List of Subjects in 9 CFR Part 77

    Animal diseases, Bison, Cattle, Reporting and recordkeeping 
requirements, Transportation, Tuberculosis.

0
Accordingly, we are amending 9 CFR part 77 as follows:

PART 77--TUBERCULOSIS

0
1. The authority citation for part 77 continues to read as follows:

    Authority: 7 U.S.C. 8301-8317; 7 CFR 2.22, 2.80, and 371.4.

0
2. In Sec.  77.7, paragraph (b) is revised to read as follows:


Sec.  77.7  Accredited-free States or zones.

* * * * *
    (b) The following are accredited-free zones: All of the State of 
New Mexico except for the zone that comprises those portions of Curry 
and Roosevelt Counties, NM, described in Sec.  77.9(b)(2).
* * * * *

0
3. In Sec.  77.9, paragraphs (a) and (b) are revised to read as 
follows:


Sec.  77.9  Modified accredited advanced States or zones.

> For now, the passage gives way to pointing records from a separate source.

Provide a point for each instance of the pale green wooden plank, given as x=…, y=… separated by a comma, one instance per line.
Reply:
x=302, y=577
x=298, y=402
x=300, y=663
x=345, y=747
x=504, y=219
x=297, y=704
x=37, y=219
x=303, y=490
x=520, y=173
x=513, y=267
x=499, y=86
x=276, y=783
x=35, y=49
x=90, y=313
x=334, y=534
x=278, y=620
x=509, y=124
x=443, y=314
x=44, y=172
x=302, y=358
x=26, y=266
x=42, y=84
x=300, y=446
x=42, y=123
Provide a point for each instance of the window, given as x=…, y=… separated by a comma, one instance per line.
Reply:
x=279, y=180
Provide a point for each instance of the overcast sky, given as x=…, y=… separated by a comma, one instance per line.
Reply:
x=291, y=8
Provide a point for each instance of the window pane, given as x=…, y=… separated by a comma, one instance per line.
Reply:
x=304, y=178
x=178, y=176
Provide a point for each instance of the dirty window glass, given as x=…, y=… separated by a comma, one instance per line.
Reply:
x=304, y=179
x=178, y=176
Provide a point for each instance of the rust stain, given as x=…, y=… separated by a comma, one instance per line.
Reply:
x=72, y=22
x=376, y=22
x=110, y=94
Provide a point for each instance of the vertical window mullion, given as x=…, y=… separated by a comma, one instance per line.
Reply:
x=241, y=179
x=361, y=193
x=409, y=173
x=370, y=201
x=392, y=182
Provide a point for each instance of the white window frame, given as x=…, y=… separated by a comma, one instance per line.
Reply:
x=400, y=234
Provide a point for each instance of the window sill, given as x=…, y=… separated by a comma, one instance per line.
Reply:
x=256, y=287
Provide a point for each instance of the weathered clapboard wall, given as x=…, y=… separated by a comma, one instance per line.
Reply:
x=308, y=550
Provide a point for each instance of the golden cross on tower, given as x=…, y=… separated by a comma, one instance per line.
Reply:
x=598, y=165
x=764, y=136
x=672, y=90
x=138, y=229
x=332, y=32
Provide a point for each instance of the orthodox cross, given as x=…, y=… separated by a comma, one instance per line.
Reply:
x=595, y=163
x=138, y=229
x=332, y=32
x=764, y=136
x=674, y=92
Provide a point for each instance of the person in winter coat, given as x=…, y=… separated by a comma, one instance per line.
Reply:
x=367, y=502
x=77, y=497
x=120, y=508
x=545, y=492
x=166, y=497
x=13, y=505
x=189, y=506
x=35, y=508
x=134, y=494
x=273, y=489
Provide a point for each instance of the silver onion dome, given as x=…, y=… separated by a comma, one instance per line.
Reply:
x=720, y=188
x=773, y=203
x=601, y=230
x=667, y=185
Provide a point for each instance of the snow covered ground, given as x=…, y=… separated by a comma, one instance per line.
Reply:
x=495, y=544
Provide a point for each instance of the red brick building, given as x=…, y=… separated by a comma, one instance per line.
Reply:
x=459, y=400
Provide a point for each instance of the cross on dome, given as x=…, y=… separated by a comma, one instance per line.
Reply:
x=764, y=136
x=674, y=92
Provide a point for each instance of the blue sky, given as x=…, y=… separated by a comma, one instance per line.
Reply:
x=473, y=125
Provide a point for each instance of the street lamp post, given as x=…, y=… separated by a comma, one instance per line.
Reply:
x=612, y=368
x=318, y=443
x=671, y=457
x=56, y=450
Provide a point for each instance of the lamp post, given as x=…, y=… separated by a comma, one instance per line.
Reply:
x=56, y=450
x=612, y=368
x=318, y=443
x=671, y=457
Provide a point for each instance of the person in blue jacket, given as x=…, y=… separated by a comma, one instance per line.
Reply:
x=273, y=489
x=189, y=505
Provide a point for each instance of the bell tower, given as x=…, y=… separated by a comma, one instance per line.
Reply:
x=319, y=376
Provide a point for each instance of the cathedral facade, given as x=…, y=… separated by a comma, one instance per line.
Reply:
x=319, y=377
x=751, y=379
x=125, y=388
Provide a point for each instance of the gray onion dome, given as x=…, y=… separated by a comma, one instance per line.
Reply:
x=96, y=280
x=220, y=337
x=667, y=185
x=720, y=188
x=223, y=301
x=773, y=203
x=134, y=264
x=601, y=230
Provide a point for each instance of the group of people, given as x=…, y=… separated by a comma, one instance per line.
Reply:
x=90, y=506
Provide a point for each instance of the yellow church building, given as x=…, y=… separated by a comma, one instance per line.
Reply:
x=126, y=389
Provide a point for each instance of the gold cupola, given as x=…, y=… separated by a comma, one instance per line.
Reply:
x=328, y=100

    (a) The following are modified accredited advanced States: 
California and Texas.
    (b) The following are modified accredited advanced zones:
    (1) All of the State of Michigan except for the zone that comprises 
those counties or portions of counties in Michigan described in Sec.  
77.11(b).
    (2) The zone in New Mexico that comprises those portions of Curry 
and Roosevelt Counties, NM, described as follows:
    (i) Curry County (A) In T. 1 N., R. 34 E., of the New Mexico Prime 
Meridian (NMPM): S\1/2\ sec. 1; S\1/2\ sec. 2; SW\1/4\ sec. 3; SE\1/4\ 
sec. 4; W\1/2\ sec. 5; W\1/2\SE\1/4\ sec. 8; S\1/2\NE\1/4\ sec. 9; 
secs. 10 through 17; secs. 20 through 29; secs. 32 through 36.
    (B) In T. 1 N., R. 35 E., of the NMPM: S\1/2\ sec. 6; secs. 7 
through 9; S\1/2\ sec. 10; secs. 15 through 22; W\1/2\ sec. 23; W\1/2\ 
sec. 26; secs. 27 through 35.
    (ii) Roosevelt County. (A) In T. 1 S., R. 34 E., of the NMPM: Secs. 
1 through 5; secs. 9 through 14; secs. 23 through 26; secs. 35 through 
36.
    (B) In T. 1 S., R. 35 E., of the NMPM: Secs. 2 through 10; secs. 15 
through 22; SW\1/4\ sec. 23; W\1/2\SE\1/4\ sec. 26; secs. 27 through 
35.
    (C) In T. 2 S., R. 34 E., of the NMPM: Secs. 1 and 2; secs. 11 
through 13; N\1/2\SE\1/4\ sec. 14; N\1/2\SW\1/4\ sec. 23; N\1/2\SE\1/4\ 
sec. 24.
    (D) In T. 2 S., R. 35 E., of the NMPM: Secs. 2 through 11; secs. 14 
through 21; N\1/2\SW\1/4\ sec. 22; N\1/2\NW\1/4\ sec. 23; W\1/2\ sec. 
30.
* * * * *

    Done in Washington, DC, this 18th day of July, 2005.
Kevin Shea,
Acting Administrator, Animal and Plant Health Inspection Service.